Auteur : Lukas Dhont, né en 1991, est un réalisateur et scénariste belge. Il rêve de devenir danseur durant l’enfance mais c’est vers la réalisation qu’il se tourne lors de ses études supérieures. Diplômé de l’Académie royale des beaux-arts de Gand en Belgique, il signe ses premiers courts-métrages dès 2012 et se fait notamment remarquer avec Corps perdu et L’Infini, deux œuvres qui portent en elles des thèmes qui lui sont chers, comme l’identité, la transformation et la différence, qu’il va continuer à explorer dans son cinéma lors de son passage au long métrage. C’est en 2016 qu’il se lance dans le développement de son premier long au sein de la Résidence de la Cinéfondation. Sorti en 2018, Girl (voir la fiche du 25 octobre 2018) suit le parcours d’une adolescente, née dans le corps d’un garçon, qui rêve de devenir danseuse étoile. Le film obtient la Caméra d’or et le prix d’interprétation Un Certain Regard au Festival de Cannes, ainsi que la Queer Palm et le prix FIPRESCI. Son second film, Close est sélectionné en compétition officielle au Festival de Cannes 2022 et remporte le Grand Prix.
Interprètes : Eden Dambrine (Léo), Gustav De Waele (Rémi), Léa Drucker (Nathalie), Emilie Dequenne (Sophie).
Résumé : Léo et Rémi ont 13 ans et sont amis depuis toujours. Le regard des autres avec leurs préjugés va les séparer et changer leur vie.
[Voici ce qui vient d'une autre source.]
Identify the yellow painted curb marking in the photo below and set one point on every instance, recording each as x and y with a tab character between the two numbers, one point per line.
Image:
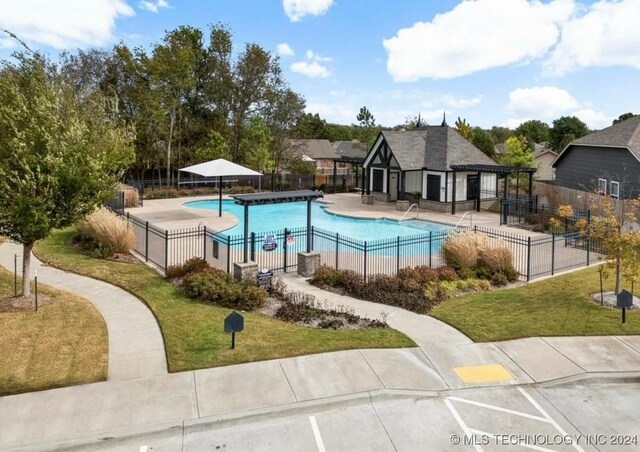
476	374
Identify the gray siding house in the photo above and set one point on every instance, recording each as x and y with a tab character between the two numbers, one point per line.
607	161
433	166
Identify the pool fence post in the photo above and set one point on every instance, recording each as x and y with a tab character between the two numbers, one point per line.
528	259
397	254
253	246
365	261
146	241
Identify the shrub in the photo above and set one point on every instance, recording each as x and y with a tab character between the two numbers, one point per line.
193	265
109	230
460	249
447	273
217	287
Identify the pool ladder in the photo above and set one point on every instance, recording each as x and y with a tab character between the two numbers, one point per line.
409	210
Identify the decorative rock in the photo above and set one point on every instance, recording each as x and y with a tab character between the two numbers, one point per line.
248	271
308	263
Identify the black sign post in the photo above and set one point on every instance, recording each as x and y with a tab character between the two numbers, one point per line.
234	323
624	300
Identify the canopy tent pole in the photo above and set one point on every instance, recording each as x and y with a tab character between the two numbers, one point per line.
220	197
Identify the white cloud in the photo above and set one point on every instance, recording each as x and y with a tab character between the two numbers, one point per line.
312	69
476	35
540	102
461	102
284	50
297	9
153	5
82	23
593	119
607	35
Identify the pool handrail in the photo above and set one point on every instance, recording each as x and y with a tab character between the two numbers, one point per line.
408	210
462	218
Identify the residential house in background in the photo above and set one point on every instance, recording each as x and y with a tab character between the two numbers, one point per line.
544	157
433	166
607	161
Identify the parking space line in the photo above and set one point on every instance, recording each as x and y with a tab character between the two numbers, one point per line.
549	418
494	436
316	434
497	408
462	424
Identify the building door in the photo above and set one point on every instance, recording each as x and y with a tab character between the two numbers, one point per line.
473	186
393	186
433	187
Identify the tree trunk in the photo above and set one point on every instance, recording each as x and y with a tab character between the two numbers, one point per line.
618	272
26	268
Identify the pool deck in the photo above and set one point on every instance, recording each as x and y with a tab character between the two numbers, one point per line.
170	214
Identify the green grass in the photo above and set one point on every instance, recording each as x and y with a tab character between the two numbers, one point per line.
557	306
64	343
193	332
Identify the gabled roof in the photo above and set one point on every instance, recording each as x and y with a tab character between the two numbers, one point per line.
315	149
435	148
625	134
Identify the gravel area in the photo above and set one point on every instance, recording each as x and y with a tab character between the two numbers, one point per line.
610	299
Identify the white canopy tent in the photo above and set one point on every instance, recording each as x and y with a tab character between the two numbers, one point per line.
220	168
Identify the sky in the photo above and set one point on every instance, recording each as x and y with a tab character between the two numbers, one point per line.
492	62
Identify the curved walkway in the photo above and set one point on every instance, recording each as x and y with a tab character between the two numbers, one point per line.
136	347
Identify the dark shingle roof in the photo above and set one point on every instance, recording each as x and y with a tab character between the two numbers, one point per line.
315	149
435	148
350	149
623	134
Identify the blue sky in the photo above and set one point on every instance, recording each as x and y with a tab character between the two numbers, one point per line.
493	62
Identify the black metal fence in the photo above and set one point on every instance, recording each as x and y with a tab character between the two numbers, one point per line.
533	257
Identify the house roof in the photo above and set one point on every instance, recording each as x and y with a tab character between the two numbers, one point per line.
315	149
350	149
625	134
434	147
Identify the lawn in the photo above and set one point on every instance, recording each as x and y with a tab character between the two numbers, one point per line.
558	306
193	332
64	343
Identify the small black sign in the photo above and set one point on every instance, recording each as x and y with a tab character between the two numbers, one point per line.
264	278
625	299
234	323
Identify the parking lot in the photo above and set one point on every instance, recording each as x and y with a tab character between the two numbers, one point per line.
582	416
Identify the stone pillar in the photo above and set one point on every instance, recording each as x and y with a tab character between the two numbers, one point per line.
245	271
308	263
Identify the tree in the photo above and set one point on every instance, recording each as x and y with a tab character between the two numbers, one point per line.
464	129
61	154
534	131
623	117
483	141
216	148
564	130
611	225
368	124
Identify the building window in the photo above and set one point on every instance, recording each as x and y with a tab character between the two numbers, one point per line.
602	186
615	189
378	180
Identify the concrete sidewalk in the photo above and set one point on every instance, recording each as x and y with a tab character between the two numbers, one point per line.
136	347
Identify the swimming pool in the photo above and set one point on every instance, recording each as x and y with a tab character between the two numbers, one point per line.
277	217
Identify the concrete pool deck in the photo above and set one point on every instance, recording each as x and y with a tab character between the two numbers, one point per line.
171	214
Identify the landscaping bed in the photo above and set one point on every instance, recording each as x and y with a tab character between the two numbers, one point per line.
193	331
557	306
64	343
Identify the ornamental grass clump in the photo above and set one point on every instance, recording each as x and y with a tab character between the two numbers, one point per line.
107	229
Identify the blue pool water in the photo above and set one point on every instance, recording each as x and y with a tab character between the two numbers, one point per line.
277	217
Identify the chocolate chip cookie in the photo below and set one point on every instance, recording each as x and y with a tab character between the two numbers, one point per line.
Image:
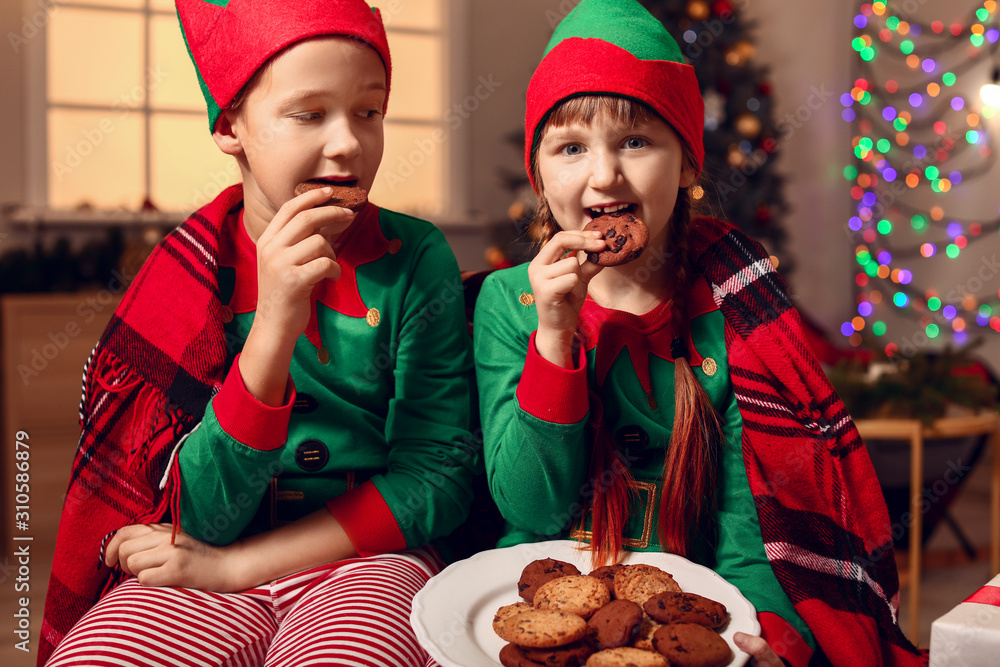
640	582
674	607
544	628
541	571
627	657
690	645
343	196
575	594
626	237
615	624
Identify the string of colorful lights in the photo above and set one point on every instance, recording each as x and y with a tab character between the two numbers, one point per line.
918	138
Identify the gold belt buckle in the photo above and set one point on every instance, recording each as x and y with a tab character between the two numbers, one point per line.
578	533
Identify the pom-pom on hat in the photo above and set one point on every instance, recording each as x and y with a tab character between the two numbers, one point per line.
229	40
616	47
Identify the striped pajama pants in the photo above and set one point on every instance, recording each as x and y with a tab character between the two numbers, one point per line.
352	612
Analyse : Un film d’une délicatesse et d’une douceur infinies, filmé à hauteur d’enfant par un réalisateur qui pour son second film creuse encore les désirs, l’insouciance, les affres de l’enfance quand elle est à la charnière de l’adolescence. Il met en scène ici deux adolescents de 13 ans, Léo et Rémi, qui vivent une belle relation fusionnelle comme il peut en exister chez les adolescents. Ils ne se quittent pas, partagent les mêmes loisirs, les mêmes jeux, souvent le même lit, bref, ils sont inséparables, avec une tendresse qui aux yeux d’un adulte pourrait paraître ambigüe, mais pas aux leurs dans l’innocence de leur âge. « C’est l’âge où les adolescents peuvent être fusionnels sans qu’il soit pour autant question de sexualité » nous dit l’auteur. Et précisément, lorsqu’à l’école, lieu du savoir mais aussi de tous les préjugés et cruautés dont peuvent être capables les enfants, la réflexion d’une élève les renvoie au modèle de masculinité que la société attend d’eux, c’est la fêlure qui conduira au drame. Rémi ne comprend pas l’attitude soudaine distante de Léo qui de son côté, voulant affirmer son identité, tente de se rapprocher des éléments les plus « virils » de la classe, notamment ceux qui font du hockey sur glace. Les non-dits, les rejets, remplacent désormais les rires et les joies partagées. Avec grâce et pudeur, dans une mise en scène sobre, fluide et élégante, le réalisateur aborde le moment charnière où l’enfant bascule vers l’adolescence en abandonnant les jeux d’enfant et en perdant une partie de son innocence. Il sonde aussi le sentiment de responsabilité ou de culpabilité qu’il semble avoir éprouvé lui-même dans son enfance. Léo est rongé par la honte et la culpabilité. Le réalisateur a l’habileté d’éviter le sentimentalisme, les clichés sur l’enfance, la lourdeur sur les sentiments éprouvés par Léo. Les non-dits, les cadrages sur les regards et les visages, mettent davantage en valeur le langage corporel cher au réalisateur qui a rêvé d’être danseur avant que d’être cinéaste. Un casting d’une grande qualité, une belle écriture, une formidable lumière du directeur de la photo Frank Van den Eeden sur la nature de cette fin d’été, confirment le talent de Lukas Dhont qui nous offre un magnifique film, très attachant, qui a largement mérité son Grand prix à Cannes, prix prestigieux, juste après la Palme d’Or.